Roadkill Grill and Mormon missionaries | Best of Post Video
Investing a bit of time into the shorter feature stories we’re assigned is always a blessing. Being a videojournalist at the Post basically means you are a general assignment reporter, going from the news desk, to investigative, to feature—occasionally all in one week! Feature stories can fall under any department though, and the best are those that we get a nice chunk of time to sink our teeth into the project and really devote to it. Here are a batch of videos from a wide variety of assignments that the video team got to have a lot of creative control on:
Washington Post columnist John Kelly investigates where the meat comes from at the annual Roadkill Cook-off and Autumn Harvest Festival in Marlinton, W.Va.
Go behind the scenes with Elders David Liew and Gregg Karren, Mormon missionaries, as they spread the word of the Church of Jesus Christ of Latter-Day Saints.
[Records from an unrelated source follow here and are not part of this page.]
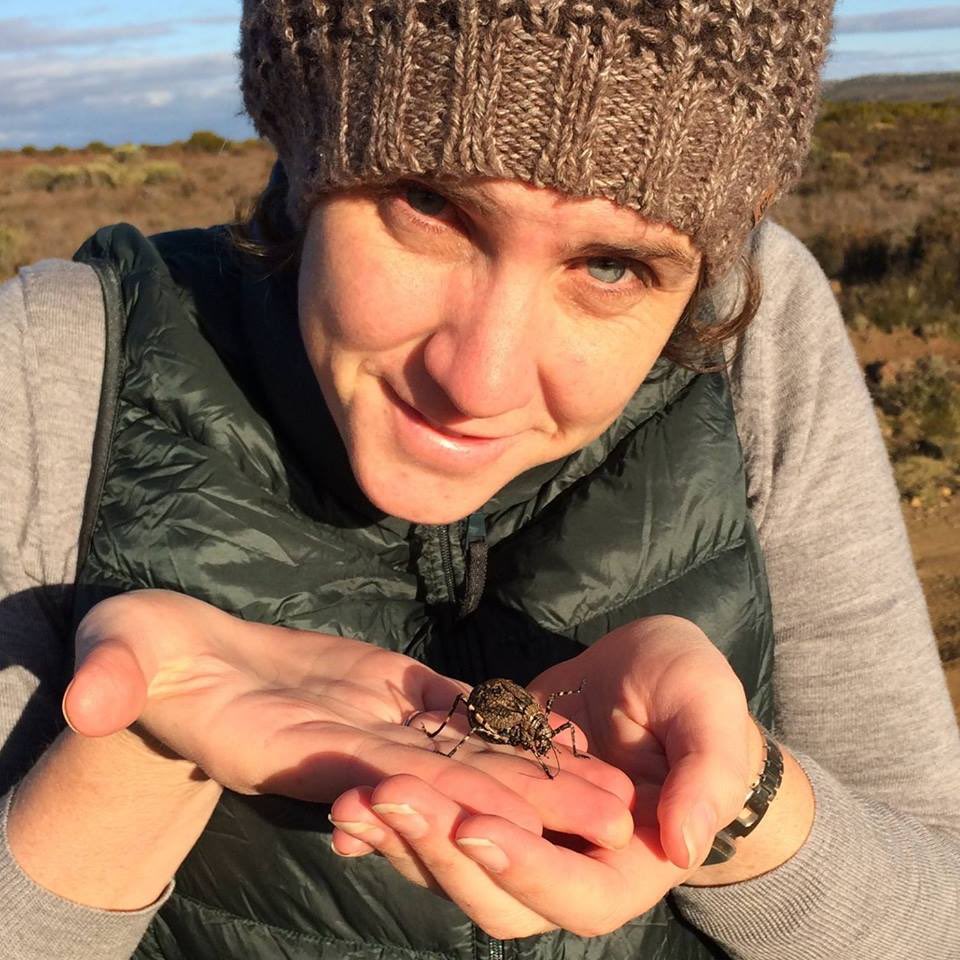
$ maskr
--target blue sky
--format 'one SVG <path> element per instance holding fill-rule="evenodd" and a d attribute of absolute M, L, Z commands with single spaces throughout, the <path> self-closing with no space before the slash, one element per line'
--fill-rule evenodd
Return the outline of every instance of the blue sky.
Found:
<path fill-rule="evenodd" d="M 253 136 L 240 0 L 3 0 L 0 148 Z M 42 11 L 42 12 L 38 12 Z M 826 76 L 960 70 L 960 3 L 839 0 Z"/>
The Washington Post’s Sarah Kaufman says Newt Gingrich has the ability to be both arrogant and graceful during debates, and his stage presence is winning over potential voters.
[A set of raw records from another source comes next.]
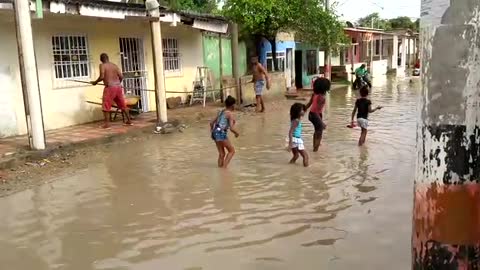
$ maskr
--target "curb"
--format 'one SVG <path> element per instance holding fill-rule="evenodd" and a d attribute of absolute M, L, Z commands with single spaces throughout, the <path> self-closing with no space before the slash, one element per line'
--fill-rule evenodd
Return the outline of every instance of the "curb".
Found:
<path fill-rule="evenodd" d="M 53 154 L 59 153 L 59 152 L 67 152 L 67 151 L 71 151 L 77 148 L 82 148 L 87 146 L 113 143 L 115 141 L 126 139 L 129 137 L 138 137 L 145 133 L 150 134 L 150 131 L 155 126 L 156 126 L 156 123 L 152 123 L 151 125 L 138 128 L 126 133 L 110 134 L 104 137 L 85 140 L 81 142 L 74 142 L 74 143 L 67 143 L 67 144 L 62 144 L 62 143 L 51 144 L 45 150 L 34 151 L 34 150 L 19 149 L 19 152 L 11 156 L 0 158 L 0 170 L 9 170 L 19 165 L 23 165 L 26 162 L 39 161 L 39 160 L 48 158 L 49 156 L 52 156 Z"/>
The Washington Post’s Nick Miroff reports on the threat of Mexican drug cartels to Central America’s least-populated country.
Princess Martinez was born and raised in south Texas. She and her six daughters are U.S. citizens, but her husband is not. Last year, he was deported, and the whole family moved just south of the border to Mexico. Then, the family faced an increasingly common dilemma: where to educate U.S. citizen children after a non-citizen parent is deported.
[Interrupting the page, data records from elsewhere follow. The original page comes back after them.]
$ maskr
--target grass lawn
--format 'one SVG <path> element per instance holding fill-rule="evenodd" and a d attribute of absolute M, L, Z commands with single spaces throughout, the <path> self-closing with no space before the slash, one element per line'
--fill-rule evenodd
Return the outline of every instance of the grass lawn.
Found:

The Wanda Alston House in Northeast is a transitional housing space for homeless gay, lesbian, bisexual and transgender youth between ages 16 and 24. Residents can live in the house, which is run by the nonprofit Transgender Health Empowerment, for up to 18 months while they attend school and get jobs. Sarah Feliciano, who has lived in the Wanda Alston House since March, is a transgender female who became homeless after her mother rejected her decision to live as a woman.
The Washington Post’s Jen Chaney looks back on the early years of MTV, which celebrated 30 years of being on air in August, and talks about how the music-focused network sped up our culture.